Je proposerais bien "irrésolvable". En tout cas ça sonne bien à mon oreille.

----------

## Darkael

Je pense que le mot que vous chercher est "insoluble", tout ce qui est avec "solvable" concerne seulement l'argent et le droit.

Plus sérieusement, c'est quand même étonnant que xorg7.1 soit passé en unstable alors qu'il casse des choses chez pas mal de gens. Manque de tests/testeurs, ou simple gaffe?

----------

## guilc

 *KarnEvil wrote:*   

> Je pense que le mot que vous chercher est "insoluble", tout ce qui est avec "solvable" concerne seulement l'argent et le droit.
> 
> Plus sérieusement, c'est quand même étonnant que xorg7.1 soit passé en unstable alors qu'il casse des choses chez pas mal de gens.

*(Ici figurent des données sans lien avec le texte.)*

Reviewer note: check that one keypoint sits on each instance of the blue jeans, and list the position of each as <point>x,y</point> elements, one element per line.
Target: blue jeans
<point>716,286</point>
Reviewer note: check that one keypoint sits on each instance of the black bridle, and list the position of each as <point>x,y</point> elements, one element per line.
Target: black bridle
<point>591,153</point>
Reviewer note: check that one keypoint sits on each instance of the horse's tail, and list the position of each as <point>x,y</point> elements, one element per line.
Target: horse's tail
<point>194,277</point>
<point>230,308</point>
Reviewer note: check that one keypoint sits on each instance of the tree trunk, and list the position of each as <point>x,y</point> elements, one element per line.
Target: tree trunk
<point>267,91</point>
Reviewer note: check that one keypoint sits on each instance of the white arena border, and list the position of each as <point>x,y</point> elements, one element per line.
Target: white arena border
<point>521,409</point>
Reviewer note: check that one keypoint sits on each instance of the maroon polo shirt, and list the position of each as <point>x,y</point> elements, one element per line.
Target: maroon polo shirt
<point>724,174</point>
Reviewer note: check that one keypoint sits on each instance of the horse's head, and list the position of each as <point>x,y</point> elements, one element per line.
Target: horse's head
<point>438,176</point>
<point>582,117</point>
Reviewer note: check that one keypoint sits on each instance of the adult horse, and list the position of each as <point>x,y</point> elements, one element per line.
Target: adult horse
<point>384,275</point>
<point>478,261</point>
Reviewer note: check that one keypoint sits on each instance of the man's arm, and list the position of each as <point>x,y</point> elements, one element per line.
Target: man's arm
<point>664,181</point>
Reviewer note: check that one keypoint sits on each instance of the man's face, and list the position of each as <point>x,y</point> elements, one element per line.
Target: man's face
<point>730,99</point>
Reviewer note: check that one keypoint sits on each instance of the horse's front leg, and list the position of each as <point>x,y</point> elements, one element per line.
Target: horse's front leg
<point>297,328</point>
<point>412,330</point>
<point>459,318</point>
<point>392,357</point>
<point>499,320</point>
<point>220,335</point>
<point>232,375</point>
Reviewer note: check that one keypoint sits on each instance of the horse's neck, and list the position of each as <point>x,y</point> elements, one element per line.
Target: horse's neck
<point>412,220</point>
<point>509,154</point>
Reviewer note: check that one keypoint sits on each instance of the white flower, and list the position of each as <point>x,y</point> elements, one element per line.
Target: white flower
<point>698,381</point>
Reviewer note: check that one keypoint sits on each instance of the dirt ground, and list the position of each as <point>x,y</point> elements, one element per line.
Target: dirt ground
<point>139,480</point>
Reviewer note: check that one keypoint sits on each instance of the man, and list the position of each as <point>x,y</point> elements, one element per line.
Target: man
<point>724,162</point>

Manque de tests/testeurs, ou simple gaffe?

 

Bah ça casse rien ! t'es pas obligé d'utiliser le driver proprio !   :Laughing: 

Et si les distros passent vite en 7.1 (mandrake l'a fait en premier dans cooker), ça pousse aussi nvidia et ati a se bouger...

----------

## ltememe

ma décision fut prise suite à quelques posts que j'ai pu lire sur ce forum : exit le drivers proprio nvidia, bienvenue au driver nv....

et xorg est en train de se compiler  :Smile: 

merci le libre !

----------

## lesourbe

mais comme on dit au casino :

on ne joue plus ...

----------